In its most basic form, remortgaging entails taking out a new mortgage to pay off your existing home loan.

That said, the reasons for remortgaging can go much deeper, says Winnipeg-based Accredited Mortgage Professional (AMP) Shirl Funk.

“People remortgage, or refinance for various reasons,” she says. “Most often, people do it when their mortgage is up — they simply renew with their bank or with a mortgage broker.”

She adds that in addition to using remortgaging to get a better mortgage rate or consolidate debts, there are more-involved reasons for going that route.

“You can do it to take equity out of your home for renovations, vacations or for debt repayment. There’s also an increasing number of people who do it to perform a spousal buyout when their marriage breaks down, or when a home has gone into foreclosure.”

Whatever the reason for choosing to remortgage, it’s a decision that shouldn’t be made on a whim; this is serious stuff.

That’s because there are some significant pros and cons that come with the decision to remortgage.


Let’s start with the Pros:

• The ability to borrow at a lower rate.

• The option of utilizing your home’s equity for additional cash.
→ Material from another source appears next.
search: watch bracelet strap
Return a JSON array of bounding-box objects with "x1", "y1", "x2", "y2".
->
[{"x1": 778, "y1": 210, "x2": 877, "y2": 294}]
• The opportunity to switch to a mortgage product that better suits your financial situation.

• Flexibility to consolidate debts into a single monthly payment.
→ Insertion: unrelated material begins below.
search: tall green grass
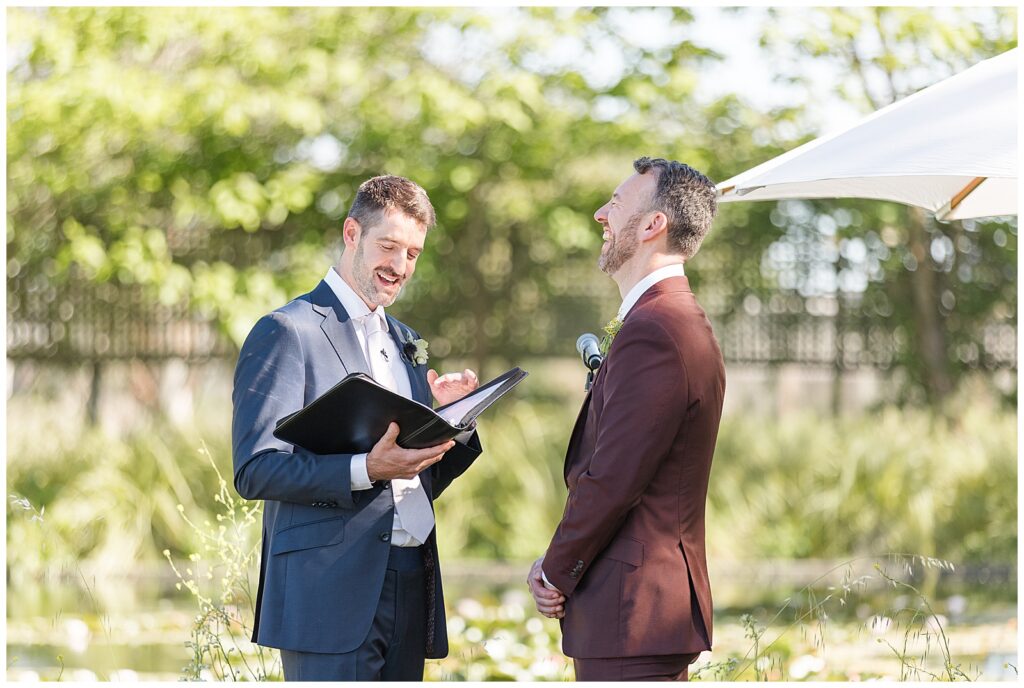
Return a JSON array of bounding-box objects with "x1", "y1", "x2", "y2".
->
[{"x1": 7, "y1": 399, "x2": 1017, "y2": 585}]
• Obtaining a more flexible mortgage.

• Getting a lower long-term rate to protect against higher interest rates.


Now, let’s look at some of the Cons:

• Stretching your debts to a longer time frame can increase overall costs.

• Remortgage fees can counter any of the benefits gained from negotiating a lower rate.
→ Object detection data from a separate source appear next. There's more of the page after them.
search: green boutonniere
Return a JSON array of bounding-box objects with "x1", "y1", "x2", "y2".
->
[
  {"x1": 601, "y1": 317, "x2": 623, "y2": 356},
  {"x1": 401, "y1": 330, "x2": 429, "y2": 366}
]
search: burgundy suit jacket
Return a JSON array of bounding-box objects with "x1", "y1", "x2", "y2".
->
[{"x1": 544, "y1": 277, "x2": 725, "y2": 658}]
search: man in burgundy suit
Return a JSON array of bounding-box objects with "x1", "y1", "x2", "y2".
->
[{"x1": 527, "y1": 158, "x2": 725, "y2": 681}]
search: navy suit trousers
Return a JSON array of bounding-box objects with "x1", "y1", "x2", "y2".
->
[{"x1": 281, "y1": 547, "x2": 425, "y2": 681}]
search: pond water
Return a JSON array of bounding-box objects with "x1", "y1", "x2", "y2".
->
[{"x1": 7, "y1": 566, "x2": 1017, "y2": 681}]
• When your home is used as collateral, it can be repossessed if you can’t keep up payments.

• The remortgaging process can take weeks to complete, so total commitment is required.


The key to making the proper choice lies in getting properly educated about the remortgaging process, says Funk.

“It’s important to go and see a mortgage broker so they can ask you key questions in advance. We want to know what your plans are — where are you now, what are your plans for the future? We’ll also look at your current financial situation.”

The answers provided by clients will then shape the mortgage broker’s advice.

“An example would be where a single person comes to me and asks about remortgaging,” she says. “I often ask if they’re planning to get married. If they are, I’d recommend a choice that wouldn’t tie them down.”

In fact, with mortgage brokers, that education starts much earlier.

“We work hard to educate clients prior to taking out a mortgage, again by asking a lot of questions about a person’s or couple’s life. It’s a longer process, but our clients tend to be happier in the end because they know every step of the process.”

If you’re looking to get pre-approved for a mortgage, or are considering remortgaging, go to a mortgage broker rather than a bank, adds Funk.

“Banks just don’t do a thorough job of educating and qualifying people. We (mortgage brokers) won’t work on an application until we get all the necessary documentation. That’s the only way to make sure people are ready to buy a home or are in the right position to remortgage.”

The bottom line when it comes to considering remortgaging?

First, think about whether this step could serve as a tool to improve your current financial situation.

Second, make an appointment with a mortgage broker to properly determine if remortgaging is in your best interests; they are equipped with the knowledge to get you pointed in the right direction.

Why is getting unbiased, professional advice so important?

Simple: remortgaging is something you should do only when the benefits outweigh the drawbacks. If they don’t, you will likely get burned.